Date of Original Version
Our understanding of the benthic communities on arctic seamounts and descriptions of such communities in habitat classification systems are limited. In recent years, Schulz Bank (73°52′N 7°30′E), a seamount on the Arctic Mid-Ocean Ridge (AMOR), has become well studied but the work has primarily focused on an arctic sponge ground at the summit. This has compounded a general assumption that the most biologically interesting community is on the summit alone. With the potential threat of deep-sea mining on nearby sites on AMOR, it is crucial to form a baseline understanding of the benthic megafaunal communities not only on the summit, but on the slopes and base of the seamount as well.
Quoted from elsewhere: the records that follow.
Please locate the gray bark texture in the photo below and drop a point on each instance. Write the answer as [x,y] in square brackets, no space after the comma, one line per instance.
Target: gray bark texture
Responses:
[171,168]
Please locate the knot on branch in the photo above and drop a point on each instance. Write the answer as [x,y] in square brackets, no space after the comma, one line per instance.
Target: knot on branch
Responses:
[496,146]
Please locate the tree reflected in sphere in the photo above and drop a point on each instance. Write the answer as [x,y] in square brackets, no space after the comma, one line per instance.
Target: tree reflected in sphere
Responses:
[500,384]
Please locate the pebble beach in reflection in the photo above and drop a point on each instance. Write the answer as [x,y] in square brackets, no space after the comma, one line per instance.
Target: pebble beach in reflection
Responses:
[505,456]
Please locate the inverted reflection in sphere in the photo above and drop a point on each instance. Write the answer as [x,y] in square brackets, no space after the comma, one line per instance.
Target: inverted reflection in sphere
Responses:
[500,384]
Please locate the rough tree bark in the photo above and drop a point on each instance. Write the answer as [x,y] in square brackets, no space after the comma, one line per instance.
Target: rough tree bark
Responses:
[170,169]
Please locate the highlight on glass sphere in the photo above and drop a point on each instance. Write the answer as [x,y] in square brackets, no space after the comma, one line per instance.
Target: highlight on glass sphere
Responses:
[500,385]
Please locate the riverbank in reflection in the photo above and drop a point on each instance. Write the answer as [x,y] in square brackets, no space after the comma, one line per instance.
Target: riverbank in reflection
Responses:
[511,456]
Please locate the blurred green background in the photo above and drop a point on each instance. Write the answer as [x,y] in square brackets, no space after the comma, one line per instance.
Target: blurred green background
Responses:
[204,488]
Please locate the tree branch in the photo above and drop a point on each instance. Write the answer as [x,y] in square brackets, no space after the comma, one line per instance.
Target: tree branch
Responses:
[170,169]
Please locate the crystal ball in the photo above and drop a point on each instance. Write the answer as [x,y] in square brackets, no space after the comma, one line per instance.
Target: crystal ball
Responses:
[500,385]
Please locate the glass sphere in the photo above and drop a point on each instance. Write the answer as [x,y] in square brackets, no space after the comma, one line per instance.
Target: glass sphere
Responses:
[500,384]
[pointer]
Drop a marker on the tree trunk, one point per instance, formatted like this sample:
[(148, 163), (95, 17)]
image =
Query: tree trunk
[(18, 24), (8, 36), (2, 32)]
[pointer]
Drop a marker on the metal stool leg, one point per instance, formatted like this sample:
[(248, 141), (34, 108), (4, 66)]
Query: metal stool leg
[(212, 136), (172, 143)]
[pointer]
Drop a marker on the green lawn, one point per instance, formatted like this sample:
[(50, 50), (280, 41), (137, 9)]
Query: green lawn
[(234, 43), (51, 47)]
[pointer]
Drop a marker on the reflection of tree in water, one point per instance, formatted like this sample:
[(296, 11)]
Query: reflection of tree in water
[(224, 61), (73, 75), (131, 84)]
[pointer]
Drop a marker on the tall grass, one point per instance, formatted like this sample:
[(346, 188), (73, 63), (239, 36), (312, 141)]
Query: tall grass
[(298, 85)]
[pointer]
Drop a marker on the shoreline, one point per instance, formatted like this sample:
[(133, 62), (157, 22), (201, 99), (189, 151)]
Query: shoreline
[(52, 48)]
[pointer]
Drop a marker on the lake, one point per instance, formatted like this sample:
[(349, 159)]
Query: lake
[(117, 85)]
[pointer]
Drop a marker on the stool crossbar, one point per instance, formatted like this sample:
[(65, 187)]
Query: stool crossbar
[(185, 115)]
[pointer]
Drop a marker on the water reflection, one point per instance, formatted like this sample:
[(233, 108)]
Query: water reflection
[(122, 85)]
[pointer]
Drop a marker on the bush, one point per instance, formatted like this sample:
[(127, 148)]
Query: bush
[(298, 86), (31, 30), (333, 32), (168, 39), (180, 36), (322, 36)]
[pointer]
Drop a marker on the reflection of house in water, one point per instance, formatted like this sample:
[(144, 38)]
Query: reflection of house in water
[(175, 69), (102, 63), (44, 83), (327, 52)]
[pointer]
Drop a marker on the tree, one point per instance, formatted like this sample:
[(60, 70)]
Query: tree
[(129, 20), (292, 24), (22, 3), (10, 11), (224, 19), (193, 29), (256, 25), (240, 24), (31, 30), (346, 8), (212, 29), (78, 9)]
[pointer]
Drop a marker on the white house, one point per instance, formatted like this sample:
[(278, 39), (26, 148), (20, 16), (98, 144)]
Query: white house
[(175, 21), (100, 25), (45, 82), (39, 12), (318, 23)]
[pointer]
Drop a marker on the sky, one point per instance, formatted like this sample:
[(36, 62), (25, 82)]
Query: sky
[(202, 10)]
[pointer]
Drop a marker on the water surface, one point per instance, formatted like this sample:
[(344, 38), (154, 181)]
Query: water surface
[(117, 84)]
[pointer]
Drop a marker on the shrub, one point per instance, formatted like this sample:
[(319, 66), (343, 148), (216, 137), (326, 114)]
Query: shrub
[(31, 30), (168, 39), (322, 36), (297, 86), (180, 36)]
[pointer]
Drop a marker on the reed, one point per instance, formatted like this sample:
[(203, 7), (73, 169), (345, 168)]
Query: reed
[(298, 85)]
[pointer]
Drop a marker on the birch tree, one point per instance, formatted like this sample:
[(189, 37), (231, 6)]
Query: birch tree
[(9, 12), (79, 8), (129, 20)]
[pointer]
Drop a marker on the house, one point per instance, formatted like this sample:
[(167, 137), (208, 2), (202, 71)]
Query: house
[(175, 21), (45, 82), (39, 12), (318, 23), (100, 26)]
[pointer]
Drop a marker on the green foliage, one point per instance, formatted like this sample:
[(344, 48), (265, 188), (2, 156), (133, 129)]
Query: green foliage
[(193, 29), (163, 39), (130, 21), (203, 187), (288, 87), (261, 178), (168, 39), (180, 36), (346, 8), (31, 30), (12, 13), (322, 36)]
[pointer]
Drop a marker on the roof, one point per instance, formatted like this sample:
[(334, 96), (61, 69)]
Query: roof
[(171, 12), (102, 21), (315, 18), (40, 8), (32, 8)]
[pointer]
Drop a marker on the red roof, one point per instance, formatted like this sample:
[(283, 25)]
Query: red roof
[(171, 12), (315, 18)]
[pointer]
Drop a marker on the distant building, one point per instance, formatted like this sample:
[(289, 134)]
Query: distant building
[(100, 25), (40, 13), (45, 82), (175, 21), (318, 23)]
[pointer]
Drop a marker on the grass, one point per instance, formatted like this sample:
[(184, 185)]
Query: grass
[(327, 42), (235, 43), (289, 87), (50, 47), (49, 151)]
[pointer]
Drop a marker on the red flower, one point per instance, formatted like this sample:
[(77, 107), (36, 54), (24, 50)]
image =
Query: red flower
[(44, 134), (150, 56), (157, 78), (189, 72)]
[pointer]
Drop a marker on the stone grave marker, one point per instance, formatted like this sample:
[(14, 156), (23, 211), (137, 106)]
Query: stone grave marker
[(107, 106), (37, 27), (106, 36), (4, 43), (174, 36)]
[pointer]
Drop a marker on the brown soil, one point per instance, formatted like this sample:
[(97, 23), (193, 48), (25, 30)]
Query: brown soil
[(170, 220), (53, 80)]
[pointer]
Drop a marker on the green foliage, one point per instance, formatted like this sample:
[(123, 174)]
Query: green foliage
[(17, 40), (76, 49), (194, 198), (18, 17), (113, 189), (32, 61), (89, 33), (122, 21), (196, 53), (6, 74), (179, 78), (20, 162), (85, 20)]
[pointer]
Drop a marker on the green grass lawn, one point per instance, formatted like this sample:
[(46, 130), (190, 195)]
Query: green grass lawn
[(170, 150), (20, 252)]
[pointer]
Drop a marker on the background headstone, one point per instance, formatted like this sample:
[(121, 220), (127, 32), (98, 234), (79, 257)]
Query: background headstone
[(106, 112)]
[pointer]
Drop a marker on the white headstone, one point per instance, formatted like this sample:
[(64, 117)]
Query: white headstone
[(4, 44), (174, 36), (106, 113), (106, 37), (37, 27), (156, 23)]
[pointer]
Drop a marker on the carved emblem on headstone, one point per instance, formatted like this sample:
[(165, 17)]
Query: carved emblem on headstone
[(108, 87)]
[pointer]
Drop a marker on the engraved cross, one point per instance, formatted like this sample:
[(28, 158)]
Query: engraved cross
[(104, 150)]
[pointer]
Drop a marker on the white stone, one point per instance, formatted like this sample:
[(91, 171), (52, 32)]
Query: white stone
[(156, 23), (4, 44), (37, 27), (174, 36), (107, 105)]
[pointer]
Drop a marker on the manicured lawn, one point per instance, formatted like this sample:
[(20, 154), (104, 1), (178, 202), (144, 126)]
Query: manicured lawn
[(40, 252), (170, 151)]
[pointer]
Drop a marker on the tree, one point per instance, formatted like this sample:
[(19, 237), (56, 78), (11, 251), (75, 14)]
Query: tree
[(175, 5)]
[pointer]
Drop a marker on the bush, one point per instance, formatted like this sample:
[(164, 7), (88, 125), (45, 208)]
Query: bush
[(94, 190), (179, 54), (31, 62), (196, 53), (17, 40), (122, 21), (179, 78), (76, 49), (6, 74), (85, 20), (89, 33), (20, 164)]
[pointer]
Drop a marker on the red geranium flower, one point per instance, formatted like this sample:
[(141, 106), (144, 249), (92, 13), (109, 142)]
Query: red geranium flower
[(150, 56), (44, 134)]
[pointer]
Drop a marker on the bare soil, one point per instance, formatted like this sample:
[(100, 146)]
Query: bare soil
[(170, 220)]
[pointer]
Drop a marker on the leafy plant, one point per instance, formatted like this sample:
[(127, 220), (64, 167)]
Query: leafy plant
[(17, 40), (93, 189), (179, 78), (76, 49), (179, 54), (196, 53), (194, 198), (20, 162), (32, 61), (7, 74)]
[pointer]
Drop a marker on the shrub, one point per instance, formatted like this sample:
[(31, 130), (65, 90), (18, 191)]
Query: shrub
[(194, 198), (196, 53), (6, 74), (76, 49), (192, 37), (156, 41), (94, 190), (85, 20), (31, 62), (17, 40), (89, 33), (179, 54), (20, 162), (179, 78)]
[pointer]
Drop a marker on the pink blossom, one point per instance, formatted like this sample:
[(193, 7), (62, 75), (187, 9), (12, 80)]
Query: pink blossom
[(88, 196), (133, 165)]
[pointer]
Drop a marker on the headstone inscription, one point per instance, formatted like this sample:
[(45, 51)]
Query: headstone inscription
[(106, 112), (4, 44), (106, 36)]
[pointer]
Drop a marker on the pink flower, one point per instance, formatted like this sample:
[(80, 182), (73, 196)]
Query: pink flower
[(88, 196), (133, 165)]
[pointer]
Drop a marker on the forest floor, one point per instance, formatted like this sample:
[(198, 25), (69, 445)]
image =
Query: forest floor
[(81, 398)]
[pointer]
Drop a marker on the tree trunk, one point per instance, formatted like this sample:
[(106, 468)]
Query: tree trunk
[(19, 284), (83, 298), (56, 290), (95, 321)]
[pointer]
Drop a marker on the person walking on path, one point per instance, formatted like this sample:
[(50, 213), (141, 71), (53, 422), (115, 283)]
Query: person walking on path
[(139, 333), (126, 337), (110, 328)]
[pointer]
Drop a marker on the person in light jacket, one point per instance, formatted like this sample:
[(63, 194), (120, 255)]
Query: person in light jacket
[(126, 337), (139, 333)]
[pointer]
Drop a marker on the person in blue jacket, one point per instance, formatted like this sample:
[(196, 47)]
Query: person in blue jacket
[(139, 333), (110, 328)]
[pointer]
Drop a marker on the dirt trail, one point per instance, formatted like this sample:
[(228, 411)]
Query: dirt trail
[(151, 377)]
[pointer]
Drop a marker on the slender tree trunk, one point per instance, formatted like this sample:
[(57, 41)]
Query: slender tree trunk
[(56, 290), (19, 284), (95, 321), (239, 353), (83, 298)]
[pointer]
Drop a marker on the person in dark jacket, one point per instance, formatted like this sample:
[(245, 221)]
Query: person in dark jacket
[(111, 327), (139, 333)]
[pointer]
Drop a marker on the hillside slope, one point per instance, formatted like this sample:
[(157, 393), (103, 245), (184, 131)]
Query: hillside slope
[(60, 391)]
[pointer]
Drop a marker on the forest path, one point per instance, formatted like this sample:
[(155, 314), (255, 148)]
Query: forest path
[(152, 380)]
Using video footage collected by a remotely operated vehicle in 2017 and 2018 to survey the seamount from 2700 to 580 m depth, several distinct megafauna communities on Schulz Bank were identified. Specifically, five biotopes, two of which were dominated by large structure-forming sponges, appeared to follow a depth gradient and change with the type of substrata present. The sponge-dominated communities on the summit and lower slope had the highest average community densities and number of morphotaxa per image compared to the upper slope and seamount base communities. Most notably, sponge-dominated bedrock walls on the lower slopes challenge the assumption that the summit is the most dense and diverse community on Schulz Bank. The results from this study lay the foundation for future research and conservation efforts of arctic sponge grounds by looking beyond the seamount summit to bring a full view of enigmatic sponge dominated ecosystems.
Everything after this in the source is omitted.